Im sechsten Obergeschoss ist die Luft fast sauber, erschöpft setzen sich einige in den Gang, fangen an gemeinsam die Nachrichten über die Proteste im Rest des Landes zu checken. „Ach sieh an“, ruft plötzlich einer, „EU-Minister Egemen Bagis hat der Presse gesagt, dass alle, die sich heute Abend auf dem Taksim-Platz aufhalten, Terroristen sind. Damit kann er ja nur die Polizisten meinen, uns lassen sie ja nicht raus.“

Sie teilen Kekse, Vitamintabletten, Jacken

Die nächsten Stunden über bleibt es ruhig.
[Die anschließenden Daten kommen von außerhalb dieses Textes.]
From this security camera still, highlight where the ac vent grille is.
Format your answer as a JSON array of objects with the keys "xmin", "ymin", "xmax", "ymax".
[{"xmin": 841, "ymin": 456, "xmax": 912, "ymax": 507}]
Jemand spielt auf dem Klavier in der Hotellobby, Helfer verteilen Kekse, Wasser und Milch. Im Lazarett verteilt eine Transvestitin Vitamintabletten und bittet um Zigaretten für diejenigen, die keine mehr haben: „Wer Zigaretten hat und die nicht teilt, ist ein Tayyip in meinen Augen“, flötet sie. Ständig bietet jemand seine Jacke, seinen Sitzplatz oder einen Keks und vor allem Aufmunterung an, es ist eine Atmosphäre voller Wärme und Zusammenhalt.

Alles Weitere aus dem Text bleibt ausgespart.